3話 職場

コンビニの窓の外からは出勤途中サラリーマンが見えている。

コンビニから少し歩くと、小さなビルの一角にあるのが、俺の職場だ。IT企業とは言え、そこまでは大きくはない。

職場では朝からパソコンのキーボードを打っている音や、社員の声が聞こえる。

「名川部長。おはようございます。」

そう声をかけたのは、俺の部下である島村だった。元気で落ち着きがない社員だが、職場のムードメーカー的な存在だ。
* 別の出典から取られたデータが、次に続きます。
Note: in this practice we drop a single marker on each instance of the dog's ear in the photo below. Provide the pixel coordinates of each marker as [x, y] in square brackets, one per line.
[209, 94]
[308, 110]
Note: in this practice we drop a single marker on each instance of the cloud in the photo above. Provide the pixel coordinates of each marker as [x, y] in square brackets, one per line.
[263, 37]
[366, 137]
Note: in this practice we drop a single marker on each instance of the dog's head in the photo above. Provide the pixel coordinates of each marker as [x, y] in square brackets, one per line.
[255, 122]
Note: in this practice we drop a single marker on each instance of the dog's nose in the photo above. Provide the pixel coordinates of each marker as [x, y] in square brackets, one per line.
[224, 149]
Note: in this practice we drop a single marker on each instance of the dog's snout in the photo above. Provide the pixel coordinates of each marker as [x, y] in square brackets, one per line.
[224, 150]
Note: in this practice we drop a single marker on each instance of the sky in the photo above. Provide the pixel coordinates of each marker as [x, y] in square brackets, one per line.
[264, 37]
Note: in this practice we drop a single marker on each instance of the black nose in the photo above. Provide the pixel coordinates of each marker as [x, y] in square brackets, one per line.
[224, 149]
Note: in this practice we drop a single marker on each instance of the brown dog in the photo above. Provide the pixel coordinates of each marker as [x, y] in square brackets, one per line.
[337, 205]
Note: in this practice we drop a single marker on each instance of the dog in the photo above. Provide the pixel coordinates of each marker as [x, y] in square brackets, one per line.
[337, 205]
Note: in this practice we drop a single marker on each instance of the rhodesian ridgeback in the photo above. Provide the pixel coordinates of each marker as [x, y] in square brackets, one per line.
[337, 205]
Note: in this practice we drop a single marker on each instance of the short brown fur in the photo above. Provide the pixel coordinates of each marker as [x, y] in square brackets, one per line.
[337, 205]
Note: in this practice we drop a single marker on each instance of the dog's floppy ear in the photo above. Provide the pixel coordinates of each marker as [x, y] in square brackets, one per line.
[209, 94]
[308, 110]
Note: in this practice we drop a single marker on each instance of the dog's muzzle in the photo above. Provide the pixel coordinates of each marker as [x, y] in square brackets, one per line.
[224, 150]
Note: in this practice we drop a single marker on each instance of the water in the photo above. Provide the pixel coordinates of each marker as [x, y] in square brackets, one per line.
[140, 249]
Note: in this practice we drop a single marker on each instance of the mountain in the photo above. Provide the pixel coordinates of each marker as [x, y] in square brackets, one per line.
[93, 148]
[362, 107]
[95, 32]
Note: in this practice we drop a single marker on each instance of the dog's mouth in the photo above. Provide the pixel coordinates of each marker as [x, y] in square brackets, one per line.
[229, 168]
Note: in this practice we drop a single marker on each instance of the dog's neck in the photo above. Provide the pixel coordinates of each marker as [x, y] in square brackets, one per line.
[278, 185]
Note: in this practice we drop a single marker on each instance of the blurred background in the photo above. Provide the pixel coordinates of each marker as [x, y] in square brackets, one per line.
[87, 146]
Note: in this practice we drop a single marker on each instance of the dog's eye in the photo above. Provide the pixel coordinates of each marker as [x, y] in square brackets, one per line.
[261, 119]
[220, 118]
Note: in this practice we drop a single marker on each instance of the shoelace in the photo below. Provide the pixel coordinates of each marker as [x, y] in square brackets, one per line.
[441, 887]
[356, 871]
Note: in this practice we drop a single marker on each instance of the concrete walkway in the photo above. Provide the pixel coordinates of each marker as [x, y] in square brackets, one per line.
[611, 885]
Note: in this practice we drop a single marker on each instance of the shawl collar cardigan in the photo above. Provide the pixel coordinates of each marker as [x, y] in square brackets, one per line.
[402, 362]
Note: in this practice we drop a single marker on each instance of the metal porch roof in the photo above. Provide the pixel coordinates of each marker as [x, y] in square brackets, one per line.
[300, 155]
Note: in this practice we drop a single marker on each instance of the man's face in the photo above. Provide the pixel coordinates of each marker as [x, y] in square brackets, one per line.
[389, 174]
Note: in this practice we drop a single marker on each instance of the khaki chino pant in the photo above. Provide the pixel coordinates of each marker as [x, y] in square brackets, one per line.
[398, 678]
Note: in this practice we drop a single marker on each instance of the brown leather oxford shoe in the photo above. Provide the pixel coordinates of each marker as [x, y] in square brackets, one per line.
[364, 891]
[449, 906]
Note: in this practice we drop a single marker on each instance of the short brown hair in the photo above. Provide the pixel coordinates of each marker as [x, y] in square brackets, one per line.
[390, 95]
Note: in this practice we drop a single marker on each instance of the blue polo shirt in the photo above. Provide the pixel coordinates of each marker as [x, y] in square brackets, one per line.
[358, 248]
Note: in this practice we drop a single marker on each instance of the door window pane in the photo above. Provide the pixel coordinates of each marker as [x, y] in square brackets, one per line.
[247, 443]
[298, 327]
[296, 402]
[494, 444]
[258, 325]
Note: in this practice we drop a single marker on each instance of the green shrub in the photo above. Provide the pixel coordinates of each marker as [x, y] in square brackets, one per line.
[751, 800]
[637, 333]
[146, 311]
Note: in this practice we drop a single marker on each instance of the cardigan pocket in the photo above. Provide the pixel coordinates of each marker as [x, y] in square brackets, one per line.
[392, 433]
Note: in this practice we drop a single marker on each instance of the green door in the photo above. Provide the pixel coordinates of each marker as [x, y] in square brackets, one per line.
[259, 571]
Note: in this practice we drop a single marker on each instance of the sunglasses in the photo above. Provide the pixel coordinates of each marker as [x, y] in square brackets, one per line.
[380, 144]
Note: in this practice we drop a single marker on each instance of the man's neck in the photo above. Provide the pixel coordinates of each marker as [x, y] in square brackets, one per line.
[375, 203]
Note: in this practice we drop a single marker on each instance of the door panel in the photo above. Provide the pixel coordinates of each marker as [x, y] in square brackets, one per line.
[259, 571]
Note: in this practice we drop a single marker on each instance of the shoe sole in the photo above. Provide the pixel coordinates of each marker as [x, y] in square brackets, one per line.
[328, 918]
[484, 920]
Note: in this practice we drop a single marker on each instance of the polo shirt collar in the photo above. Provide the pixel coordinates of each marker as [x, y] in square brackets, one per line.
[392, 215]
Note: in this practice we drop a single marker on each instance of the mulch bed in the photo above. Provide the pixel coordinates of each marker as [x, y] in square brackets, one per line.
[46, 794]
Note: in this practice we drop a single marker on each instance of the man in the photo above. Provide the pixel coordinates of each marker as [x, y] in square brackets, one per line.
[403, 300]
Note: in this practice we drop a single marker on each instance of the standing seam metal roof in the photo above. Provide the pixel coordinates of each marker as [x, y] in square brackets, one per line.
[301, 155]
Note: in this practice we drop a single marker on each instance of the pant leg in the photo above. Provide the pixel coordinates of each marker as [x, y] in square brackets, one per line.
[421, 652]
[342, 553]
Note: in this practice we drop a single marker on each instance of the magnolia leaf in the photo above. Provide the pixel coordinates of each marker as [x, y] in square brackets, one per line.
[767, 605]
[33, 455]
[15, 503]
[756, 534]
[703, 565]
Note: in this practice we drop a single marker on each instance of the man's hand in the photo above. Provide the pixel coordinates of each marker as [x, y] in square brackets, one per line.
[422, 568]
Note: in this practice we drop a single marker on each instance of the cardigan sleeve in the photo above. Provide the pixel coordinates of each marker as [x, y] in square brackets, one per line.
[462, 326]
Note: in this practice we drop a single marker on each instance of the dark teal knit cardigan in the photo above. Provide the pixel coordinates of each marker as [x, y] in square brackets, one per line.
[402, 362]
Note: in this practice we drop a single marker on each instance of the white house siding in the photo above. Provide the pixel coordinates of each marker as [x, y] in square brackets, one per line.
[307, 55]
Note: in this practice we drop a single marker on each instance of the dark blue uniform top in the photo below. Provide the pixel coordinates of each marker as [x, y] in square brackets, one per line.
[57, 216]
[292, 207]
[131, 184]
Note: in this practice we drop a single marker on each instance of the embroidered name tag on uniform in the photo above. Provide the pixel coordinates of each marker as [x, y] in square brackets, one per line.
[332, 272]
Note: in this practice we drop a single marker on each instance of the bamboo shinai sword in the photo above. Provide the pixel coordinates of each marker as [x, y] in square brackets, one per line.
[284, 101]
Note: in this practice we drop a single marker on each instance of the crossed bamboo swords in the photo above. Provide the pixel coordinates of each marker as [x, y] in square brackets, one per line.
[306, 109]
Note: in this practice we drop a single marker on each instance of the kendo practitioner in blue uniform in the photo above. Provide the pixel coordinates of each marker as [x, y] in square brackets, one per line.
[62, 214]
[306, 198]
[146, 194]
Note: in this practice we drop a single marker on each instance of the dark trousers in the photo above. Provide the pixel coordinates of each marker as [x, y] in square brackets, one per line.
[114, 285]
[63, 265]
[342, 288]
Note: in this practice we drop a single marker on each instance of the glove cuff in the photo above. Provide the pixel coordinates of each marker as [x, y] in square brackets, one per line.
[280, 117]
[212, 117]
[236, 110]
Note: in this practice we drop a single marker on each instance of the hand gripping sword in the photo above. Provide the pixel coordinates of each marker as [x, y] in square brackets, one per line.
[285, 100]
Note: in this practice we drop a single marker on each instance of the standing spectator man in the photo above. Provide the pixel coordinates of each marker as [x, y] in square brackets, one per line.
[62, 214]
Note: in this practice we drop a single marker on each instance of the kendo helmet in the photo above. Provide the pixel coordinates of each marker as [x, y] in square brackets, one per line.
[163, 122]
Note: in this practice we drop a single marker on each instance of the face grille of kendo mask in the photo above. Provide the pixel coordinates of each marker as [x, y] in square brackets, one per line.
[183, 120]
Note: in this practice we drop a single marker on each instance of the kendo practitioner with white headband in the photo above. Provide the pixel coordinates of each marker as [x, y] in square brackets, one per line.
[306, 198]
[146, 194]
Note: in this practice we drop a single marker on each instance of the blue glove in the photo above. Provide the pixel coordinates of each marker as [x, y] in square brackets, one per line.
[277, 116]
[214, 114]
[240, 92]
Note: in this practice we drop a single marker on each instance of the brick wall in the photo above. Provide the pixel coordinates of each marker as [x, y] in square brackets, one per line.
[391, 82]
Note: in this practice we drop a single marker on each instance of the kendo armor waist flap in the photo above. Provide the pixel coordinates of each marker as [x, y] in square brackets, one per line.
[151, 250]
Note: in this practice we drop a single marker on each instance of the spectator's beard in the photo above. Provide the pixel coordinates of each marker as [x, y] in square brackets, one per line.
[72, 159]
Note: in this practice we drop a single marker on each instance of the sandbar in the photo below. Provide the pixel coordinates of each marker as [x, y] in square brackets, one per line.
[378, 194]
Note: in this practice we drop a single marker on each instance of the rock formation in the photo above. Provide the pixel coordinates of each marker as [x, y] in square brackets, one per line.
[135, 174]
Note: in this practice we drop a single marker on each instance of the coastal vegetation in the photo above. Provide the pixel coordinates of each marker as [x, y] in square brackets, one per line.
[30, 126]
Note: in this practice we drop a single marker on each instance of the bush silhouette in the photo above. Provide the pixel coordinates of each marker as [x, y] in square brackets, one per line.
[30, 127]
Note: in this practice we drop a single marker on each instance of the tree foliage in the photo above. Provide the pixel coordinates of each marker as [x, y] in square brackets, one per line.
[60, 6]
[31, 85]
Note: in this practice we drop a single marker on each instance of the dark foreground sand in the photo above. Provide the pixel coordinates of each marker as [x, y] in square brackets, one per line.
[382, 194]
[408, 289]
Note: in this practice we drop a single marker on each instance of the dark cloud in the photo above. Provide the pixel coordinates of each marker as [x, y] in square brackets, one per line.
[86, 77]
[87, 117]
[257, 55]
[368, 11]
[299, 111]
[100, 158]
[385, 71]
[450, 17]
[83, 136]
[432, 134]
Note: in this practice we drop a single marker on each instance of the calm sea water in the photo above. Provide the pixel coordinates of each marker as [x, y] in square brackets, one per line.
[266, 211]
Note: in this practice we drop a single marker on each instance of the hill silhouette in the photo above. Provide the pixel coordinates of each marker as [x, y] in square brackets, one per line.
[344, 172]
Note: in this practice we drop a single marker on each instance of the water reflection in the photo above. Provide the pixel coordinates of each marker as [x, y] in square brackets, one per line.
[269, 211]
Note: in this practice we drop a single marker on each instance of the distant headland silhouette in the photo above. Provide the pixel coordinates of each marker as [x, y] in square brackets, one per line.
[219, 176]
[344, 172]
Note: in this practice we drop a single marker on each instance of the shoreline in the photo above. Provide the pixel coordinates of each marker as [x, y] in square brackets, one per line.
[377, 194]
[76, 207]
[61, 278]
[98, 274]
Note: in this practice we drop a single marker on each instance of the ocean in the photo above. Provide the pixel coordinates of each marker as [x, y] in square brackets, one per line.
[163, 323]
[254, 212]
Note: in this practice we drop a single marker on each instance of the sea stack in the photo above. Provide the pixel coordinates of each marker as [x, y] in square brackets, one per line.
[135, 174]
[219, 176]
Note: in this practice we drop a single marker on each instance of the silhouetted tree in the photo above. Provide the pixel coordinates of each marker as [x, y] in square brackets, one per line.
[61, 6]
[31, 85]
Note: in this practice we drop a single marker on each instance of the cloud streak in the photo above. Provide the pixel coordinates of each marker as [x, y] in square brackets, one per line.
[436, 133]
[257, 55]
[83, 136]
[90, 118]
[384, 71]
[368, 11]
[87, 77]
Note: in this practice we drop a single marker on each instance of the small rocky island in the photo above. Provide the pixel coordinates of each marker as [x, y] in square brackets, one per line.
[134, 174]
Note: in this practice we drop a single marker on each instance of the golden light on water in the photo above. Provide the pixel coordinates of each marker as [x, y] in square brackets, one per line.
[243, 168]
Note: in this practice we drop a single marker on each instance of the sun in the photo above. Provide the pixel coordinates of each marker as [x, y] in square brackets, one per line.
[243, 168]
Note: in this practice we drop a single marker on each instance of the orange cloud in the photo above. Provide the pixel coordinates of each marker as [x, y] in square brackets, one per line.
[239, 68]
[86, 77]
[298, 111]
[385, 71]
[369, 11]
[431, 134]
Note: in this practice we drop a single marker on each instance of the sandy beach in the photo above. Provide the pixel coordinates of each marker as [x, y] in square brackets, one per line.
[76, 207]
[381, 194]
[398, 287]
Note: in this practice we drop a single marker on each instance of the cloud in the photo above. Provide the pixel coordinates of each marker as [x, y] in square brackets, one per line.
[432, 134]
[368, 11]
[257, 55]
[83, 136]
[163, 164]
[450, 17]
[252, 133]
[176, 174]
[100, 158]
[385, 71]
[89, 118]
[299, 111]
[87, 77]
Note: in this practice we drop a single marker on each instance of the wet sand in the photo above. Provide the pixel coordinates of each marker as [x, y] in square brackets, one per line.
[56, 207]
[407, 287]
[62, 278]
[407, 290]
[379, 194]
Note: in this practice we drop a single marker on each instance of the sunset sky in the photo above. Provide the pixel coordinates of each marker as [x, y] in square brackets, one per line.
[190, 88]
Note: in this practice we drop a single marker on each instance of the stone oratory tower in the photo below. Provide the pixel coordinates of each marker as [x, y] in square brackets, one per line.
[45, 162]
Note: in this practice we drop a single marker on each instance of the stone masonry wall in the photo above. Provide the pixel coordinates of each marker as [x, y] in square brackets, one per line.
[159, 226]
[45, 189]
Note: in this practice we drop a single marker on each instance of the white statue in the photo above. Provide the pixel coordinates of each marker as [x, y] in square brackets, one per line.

夢に関することを行なっているIT企業とは言え、俺が働いているところは、メインの事業とは違い、広報やお客様の苦情などを受け付ける部署。通称

「広報課・お客様窓口課」

社内では、こう呼ばれている。

直接的に商品開発や、取引などを行う部署とは大違いだ。その割に、残業が多い部署だ。朝から、先日新発売した商品の苦情電話が何本もかかっていた。

「部長大変ですよ…。先日新発売した、ゆめゆめワールドの苦情電話が…。」

「島村、苦情はどれくらい来てるんだ。」

「50件ほどは…。」

「上は何て言ってるんだ。」

「配信停止は仕方ないと。」

「そうか。」

すると、部下の山石が。1本の電話にあきれていた。

「お客様。そちらに関しましては、こちらの問題では無いかと思うのですが…。」

そんな山石に聞いた。

「山石。何て苦情なんだ。」

「あ、部長。このお客様、ゆめゆめワールドを家の外でやってたら、家がオートロックらしくて、鍵が無くて、家に入れなくなった。って言う苦情電話なんですよ。」

ため息をつきながら、山石は言った。

「それは、何て苦情電話だ。」

と、俺は笑いながら言った。

「ですよね。部長。」

こんな苦情電話の対応などをしている。

苦情電話の詳細をデータとして残し、上とその問題を報告する。

苦情電話を受け取ると、気づかないうちにお昼ってこともある。電話の件数に対しての社員の数も少ない。安い賃金で働いてる割にこの仕事はかなりブラック企業だ。職場に寝泊まりをして仕事をすることも当たり前みたいになっている。とても大変な仕事ということもあり、辞めたいというのもあったが、辞められ理由がこの職場にはあった。

「親友」

この会社は俺が、高校生の時に親友であったやつの会社だった。大人にもなっても仲が良く、俺が、前の仕事を辞めた際、声をかけてくれた。その言葉に乗ってしまい、この職場に入ってしまった。部長という立場はあるが、まだ職場環境はいいとは言えなかった。他に仕事があるわけでは無く、この会社を辞めるわけにいかない俺は、親友でも、職場環境について伝えることが出来ていない。